Download trained model and metrics to use in local dashboard.

In [None]:
from google.colab import files
import shutil
import json

print("📦 Preparing files for download...")

# Create download package
download_dir = f"colab_results_{session.run.name}"
os.makedirs(download_dir, exist_ok=True)

# Copy checkpoint
checkpoint_path = session.checkpoint_dir / "final.pt"
if checkpoint_path.exists():
    shutil.copy(checkpoint_path, f"{download_dir}/model.pt")
    print(f"   ✅ Checkpoint copied: model.pt")

# Copy metrics
if session.metrics_file.exists():
    shutil.copy(session.metrics_file, f"{download_dir}/metrics.json")
    print(f"   ✅ Metrics copied: metrics.json")

# Copy config
config_snapshot = session.run_dir / "config.yaml"
if config_snapshot.exists():
    shutil.copy(config_snapshot, f"{download_dir}/config.yaml")
    print(f"   ✅ Config copied: config.yaml")

# Create summary
summary = {
    'run_name': session.run.name,
    'config': selected_config,
    'episodes': session.total_episodes,
    'training_time_minutes': elapsed / 60,
    'final_reward': session.metrics['episode_rewards'][-1],
    'mean_reward': float(np.mean(session.metrics['episode_rewards'])),
    'mean_lives_lost': float(np.mean(session.metrics['lives_lost'])),
}
with open(f"{download_dir}/summary.json", 'w') as f:
    json.dump(summary, f, indent=2)
print(f"   ✅ Summary created: summary.json")

# Create zip file
print("\n🗜️  Creating zip archive...")
shutil.make_archive(download_dir, 'zip', download_dir)
zip_file = f"{download_dir}.zip"

print(f"\n✅ Package ready: {zip_file}")
print(f"   Size: {os.path.getsize(zip_file) / 1e6:.1f} MB")

# Download
print("\n📥 Downloading...")
files.download(zip_file)

print("\n✅ Download complete!")
print("\n📋 Next Steps:")
print("   1. Extract the zip file locally")
print("   2. Copy model.pt to your runs directory")
print("   3. Open dashboard → Evaluation → Load model.pt")
print("   4. Run evaluation and compare with other models")
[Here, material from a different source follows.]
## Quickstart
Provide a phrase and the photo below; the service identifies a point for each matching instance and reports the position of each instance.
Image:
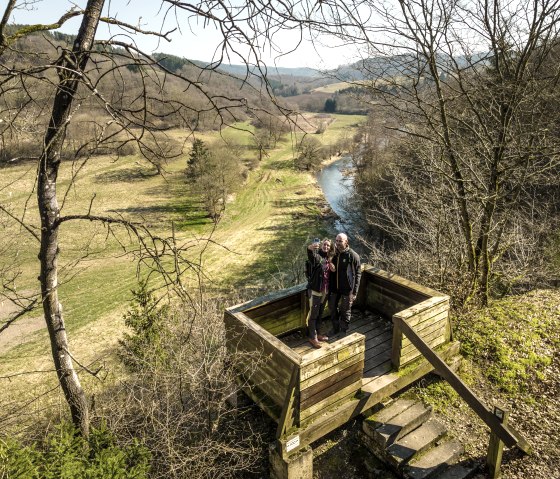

## 🔄 Batch Training (Optional)

Train multiple configurations in sequence.

In [None]:
# OPTIONAL: Train multiple configs
# Uncomment and modify as needed

# configs_to_train = [
#     'config/experiments/quick_test.yaml',
#     'config/experiments/reward_tuning.yaml',
# ]

# for config_path in configs_to_train:
#     print(f"\n{'='*60}")
#     print(f"Training: {config_path}")
#     print(f"{'='*60}\n")
#     
#     session = TrainingSession(config_path)
#     session.add_callback(progress_callback)
#     session.train()
#     
#     print(f"✅ Completed: {session.run.name}")
#     print(f"   Final reward: {session.metrics['episode_rewards'][-1]:.2f}")

print("Batch training cell (commented out by default)")